Other than employers` estimated numbers, however, there are few figures, if any, that specifically track the swing toward older workers taking entry-level positions.

”That`s because the trend is so new,” said Cohen. ”Just because there aren`t any numbers now doesn`t mean this isn`t happening more. I think it definitely is. It`s just in its infant stage. As we approach the year 2000, I suspect that there will very likely be more statistics to back it up.”

There are many numbers that show a slow but sure move toward an older work force as a result of the end of baby boomers entering the job market and couples having fewer or no children, a phase that started about 10 years ago, Cohen said.

”Outlook 2000: The Labor Force,” a study done by the U.S. Department of Labor, found that the number of workers age 16 to 24 dropped from 24 percent in 1976 to 19 percent in 1988 and is still falling. The study predicted that the 14,319,000 workers age 55 and older in 1976, will have increased to more than 17 million by 2000.

Cohen`s figures show that the unemployment rate for seniors in the work force statewide is only 2.8, compared to a nearly 7.0 for the statewide work force in general.

”While the older worker is less likely to be in the work force, those who are are more likely to be employed,” Cohen said. ”That means people are hiring them.”

Some analysts surmise that many of the younger people in the work force

(the prototypical entry-level workers, the grocery store clerks, shoe salesmen, waitresses and waiters) are finding other, more upscale jobs such as internships in a their chosen career field.

Cohen thinks this is particularly true in Du Page.

”This is leaving more space for the older worker to enter the market, and they do for a variety of reasons,” he said.

The U.S. Supreme Court last year significantly thwarted the Age Discrimination in Employment Act when it ruled that employers can legally deny, terminate or reduce fringe benefits for workers age 40 and older, thus shoving many older workers back into the job market.

That, coupled with the fast-spreading new early retirement plans that downsizing companies offer older workers as a golden key to the exit door, is another reason why so many seniors are looking for work in restaurants and grocery stores, Kobitter said.

Sachs agreed, pointing to the nationwide requirement that seniors earn less than $9,000 annually in order to keep their full Social Security benefits.

Seniors who want to work don`t always want to take entry-level positions, Kobitter and Sachs said. But many of them do after confronting a no-win situation: That age can be a big stumbling block to better-paying jobs and better-paying jobs are a stumbling block to Social Security benefits.
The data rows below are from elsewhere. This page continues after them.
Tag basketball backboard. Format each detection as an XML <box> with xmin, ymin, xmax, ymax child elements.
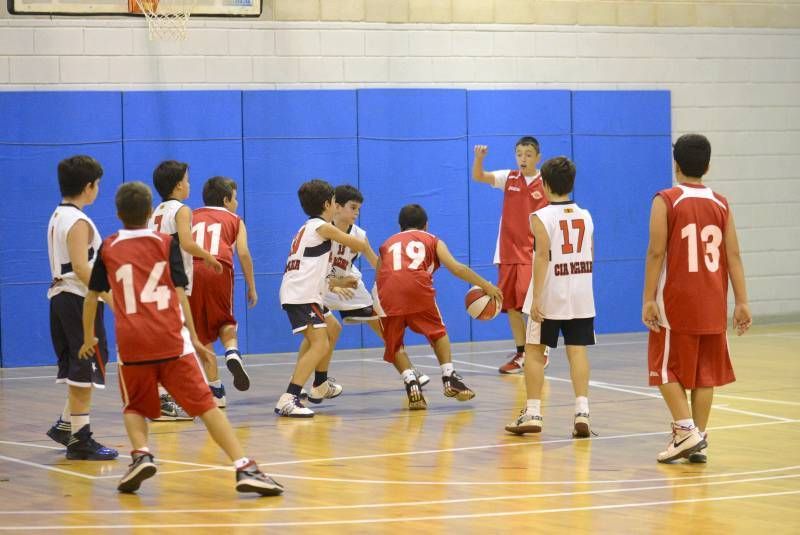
<box><xmin>8</xmin><ymin>0</ymin><xmax>261</xmax><ymax>16</ymax></box>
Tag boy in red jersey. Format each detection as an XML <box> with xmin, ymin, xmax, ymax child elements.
<box><xmin>79</xmin><ymin>182</ymin><xmax>282</xmax><ymax>496</ymax></box>
<box><xmin>473</xmin><ymin>138</ymin><xmax>550</xmax><ymax>374</ymax></box>
<box><xmin>189</xmin><ymin>177</ymin><xmax>255</xmax><ymax>408</ymax></box>
<box><xmin>643</xmin><ymin>134</ymin><xmax>752</xmax><ymax>463</ymax></box>
<box><xmin>376</xmin><ymin>204</ymin><xmax>502</xmax><ymax>409</ymax></box>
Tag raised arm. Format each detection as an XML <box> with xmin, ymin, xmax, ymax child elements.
<box><xmin>472</xmin><ymin>145</ymin><xmax>496</xmax><ymax>184</ymax></box>
<box><xmin>235</xmin><ymin>221</ymin><xmax>258</xmax><ymax>308</ymax></box>
<box><xmin>435</xmin><ymin>240</ymin><xmax>502</xmax><ymax>301</ymax></box>
<box><xmin>724</xmin><ymin>211</ymin><xmax>752</xmax><ymax>335</ymax></box>
<box><xmin>175</xmin><ymin>205</ymin><xmax>222</xmax><ymax>273</ymax></box>
<box><xmin>642</xmin><ymin>196</ymin><xmax>668</xmax><ymax>332</ymax></box>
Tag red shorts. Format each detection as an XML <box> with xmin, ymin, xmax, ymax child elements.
<box><xmin>380</xmin><ymin>305</ymin><xmax>447</xmax><ymax>363</ymax></box>
<box><xmin>118</xmin><ymin>353</ymin><xmax>216</xmax><ymax>419</ymax></box>
<box><xmin>498</xmin><ymin>263</ymin><xmax>531</xmax><ymax>312</ymax></box>
<box><xmin>189</xmin><ymin>263</ymin><xmax>236</xmax><ymax>346</ymax></box>
<box><xmin>648</xmin><ymin>329</ymin><xmax>735</xmax><ymax>388</ymax></box>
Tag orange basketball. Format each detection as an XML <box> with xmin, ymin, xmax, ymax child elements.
<box><xmin>465</xmin><ymin>286</ymin><xmax>501</xmax><ymax>320</ymax></box>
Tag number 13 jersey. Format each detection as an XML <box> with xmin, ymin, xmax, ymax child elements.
<box><xmin>656</xmin><ymin>183</ymin><xmax>729</xmax><ymax>334</ymax></box>
<box><xmin>376</xmin><ymin>230</ymin><xmax>440</xmax><ymax>316</ymax></box>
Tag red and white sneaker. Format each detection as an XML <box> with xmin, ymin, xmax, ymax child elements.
<box><xmin>657</xmin><ymin>423</ymin><xmax>706</xmax><ymax>463</ymax></box>
<box><xmin>498</xmin><ymin>352</ymin><xmax>549</xmax><ymax>374</ymax></box>
<box><xmin>498</xmin><ymin>352</ymin><xmax>524</xmax><ymax>374</ymax></box>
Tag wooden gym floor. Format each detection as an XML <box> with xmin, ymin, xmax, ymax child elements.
<box><xmin>0</xmin><ymin>323</ymin><xmax>798</xmax><ymax>533</ymax></box>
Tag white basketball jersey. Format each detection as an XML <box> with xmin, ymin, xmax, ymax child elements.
<box><xmin>47</xmin><ymin>204</ymin><xmax>102</xmax><ymax>299</ymax></box>
<box><xmin>324</xmin><ymin>224</ymin><xmax>373</xmax><ymax>310</ymax></box>
<box><xmin>280</xmin><ymin>218</ymin><xmax>332</xmax><ymax>306</ymax></box>
<box><xmin>149</xmin><ymin>199</ymin><xmax>194</xmax><ymax>294</ymax></box>
<box><xmin>523</xmin><ymin>201</ymin><xmax>595</xmax><ymax>319</ymax></box>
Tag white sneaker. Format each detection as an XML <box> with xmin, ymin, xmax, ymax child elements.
<box><xmin>573</xmin><ymin>412</ymin><xmax>591</xmax><ymax>438</ymax></box>
<box><xmin>307</xmin><ymin>378</ymin><xmax>343</xmax><ymax>404</ymax></box>
<box><xmin>274</xmin><ymin>393</ymin><xmax>314</xmax><ymax>418</ymax></box>
<box><xmin>413</xmin><ymin>367</ymin><xmax>430</xmax><ymax>388</ymax></box>
<box><xmin>689</xmin><ymin>432</ymin><xmax>708</xmax><ymax>463</ymax></box>
<box><xmin>657</xmin><ymin>424</ymin><xmax>706</xmax><ymax>463</ymax></box>
<box><xmin>505</xmin><ymin>410</ymin><xmax>543</xmax><ymax>435</ymax></box>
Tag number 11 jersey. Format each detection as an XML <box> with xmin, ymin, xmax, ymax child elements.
<box><xmin>376</xmin><ymin>230</ymin><xmax>440</xmax><ymax>316</ymax></box>
<box><xmin>656</xmin><ymin>183</ymin><xmax>729</xmax><ymax>334</ymax></box>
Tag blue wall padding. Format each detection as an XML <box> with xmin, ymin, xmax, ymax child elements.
<box><xmin>242</xmin><ymin>91</ymin><xmax>360</xmax><ymax>353</ymax></box>
<box><xmin>467</xmin><ymin>90</ymin><xmax>572</xmax><ymax>136</ymax></box>
<box><xmin>123</xmin><ymin>91</ymin><xmax>242</xmax><ymax>141</ymax></box>
<box><xmin>358</xmin><ymin>89</ymin><xmax>466</xmax><ymax>139</ymax></box>
<box><xmin>0</xmin><ymin>92</ymin><xmax>122</xmax><ymax>144</ymax></box>
<box><xmin>572</xmin><ymin>91</ymin><xmax>671</xmax><ymax>136</ymax></box>
<box><xmin>358</xmin><ymin>88</ymin><xmax>470</xmax><ymax>343</ymax></box>
<box><xmin>1</xmin><ymin>89</ymin><xmax>672</xmax><ymax>367</ymax></box>
<box><xmin>571</xmin><ymin>91</ymin><xmax>672</xmax><ymax>333</ymax></box>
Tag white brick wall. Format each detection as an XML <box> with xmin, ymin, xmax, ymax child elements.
<box><xmin>0</xmin><ymin>20</ymin><xmax>798</xmax><ymax>318</ymax></box>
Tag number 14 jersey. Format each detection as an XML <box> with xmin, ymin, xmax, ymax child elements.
<box><xmin>656</xmin><ymin>183</ymin><xmax>729</xmax><ymax>334</ymax></box>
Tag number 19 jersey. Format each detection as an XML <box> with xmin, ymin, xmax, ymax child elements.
<box><xmin>656</xmin><ymin>183</ymin><xmax>729</xmax><ymax>334</ymax></box>
<box><xmin>376</xmin><ymin>230</ymin><xmax>440</xmax><ymax>316</ymax></box>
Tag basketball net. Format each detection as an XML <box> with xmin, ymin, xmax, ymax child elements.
<box><xmin>130</xmin><ymin>0</ymin><xmax>195</xmax><ymax>41</ymax></box>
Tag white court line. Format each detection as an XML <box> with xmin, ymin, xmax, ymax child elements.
<box><xmin>2</xmin><ymin>490</ymin><xmax>799</xmax><ymax>530</ymax></box>
<box><xmin>592</xmin><ymin>380</ymin><xmax>800</xmax><ymax>407</ymax></box>
<box><xmin>2</xmin><ymin>472</ymin><xmax>798</xmax><ymax>516</ymax></box>
<box><xmin>0</xmin><ymin>454</ymin><xmax>97</xmax><ymax>480</ymax></box>
<box><xmin>453</xmin><ymin>359</ymin><xmax>796</xmax><ymax>422</ymax></box>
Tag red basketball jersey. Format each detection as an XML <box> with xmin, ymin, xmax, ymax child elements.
<box><xmin>656</xmin><ymin>183</ymin><xmax>730</xmax><ymax>334</ymax></box>
<box><xmin>89</xmin><ymin>229</ymin><xmax>192</xmax><ymax>364</ymax></box>
<box><xmin>191</xmin><ymin>206</ymin><xmax>241</xmax><ymax>268</ymax></box>
<box><xmin>498</xmin><ymin>170</ymin><xmax>549</xmax><ymax>264</ymax></box>
<box><xmin>376</xmin><ymin>230</ymin><xmax>440</xmax><ymax>316</ymax></box>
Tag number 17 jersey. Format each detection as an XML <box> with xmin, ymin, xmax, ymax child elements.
<box><xmin>656</xmin><ymin>183</ymin><xmax>729</xmax><ymax>334</ymax></box>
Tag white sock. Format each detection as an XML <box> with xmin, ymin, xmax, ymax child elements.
<box><xmin>525</xmin><ymin>399</ymin><xmax>541</xmax><ymax>415</ymax></box>
<box><xmin>61</xmin><ymin>399</ymin><xmax>71</xmax><ymax>422</ymax></box>
<box><xmin>675</xmin><ymin>418</ymin><xmax>695</xmax><ymax>429</ymax></box>
<box><xmin>234</xmin><ymin>457</ymin><xmax>250</xmax><ymax>470</ymax></box>
<box><xmin>225</xmin><ymin>347</ymin><xmax>239</xmax><ymax>356</ymax></box>
<box><xmin>209</xmin><ymin>379</ymin><xmax>222</xmax><ymax>388</ymax></box>
<box><xmin>70</xmin><ymin>413</ymin><xmax>89</xmax><ymax>433</ymax></box>
<box><xmin>440</xmin><ymin>363</ymin><xmax>454</xmax><ymax>377</ymax></box>
<box><xmin>401</xmin><ymin>369</ymin><xmax>416</xmax><ymax>384</ymax></box>
<box><xmin>158</xmin><ymin>385</ymin><xmax>167</xmax><ymax>396</ymax></box>
<box><xmin>575</xmin><ymin>396</ymin><xmax>589</xmax><ymax>414</ymax></box>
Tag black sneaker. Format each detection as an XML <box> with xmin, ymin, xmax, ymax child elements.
<box><xmin>46</xmin><ymin>418</ymin><xmax>71</xmax><ymax>446</ymax></box>
<box><xmin>117</xmin><ymin>451</ymin><xmax>157</xmax><ymax>493</ymax></box>
<box><xmin>236</xmin><ymin>460</ymin><xmax>284</xmax><ymax>496</ymax></box>
<box><xmin>225</xmin><ymin>351</ymin><xmax>250</xmax><ymax>391</ymax></box>
<box><xmin>689</xmin><ymin>432</ymin><xmax>708</xmax><ymax>463</ymax></box>
<box><xmin>405</xmin><ymin>379</ymin><xmax>427</xmax><ymax>410</ymax></box>
<box><xmin>65</xmin><ymin>425</ymin><xmax>119</xmax><ymax>460</ymax></box>
<box><xmin>442</xmin><ymin>372</ymin><xmax>475</xmax><ymax>401</ymax></box>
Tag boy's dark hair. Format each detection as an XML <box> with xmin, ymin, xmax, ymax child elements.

Some seniors take the entry-level jobs as a stepping stone to something better, and others take them ”for the sheer enjoyment of feeling useful, that they are still contributing to society,” Kobitter said.

”Perhaps the shrinking labor market gave employers a necessary push, but they are definitely starting to realize the wealth of resources in older workers,” she said. ”Regardless of anything else, I think that`s a really good thing.”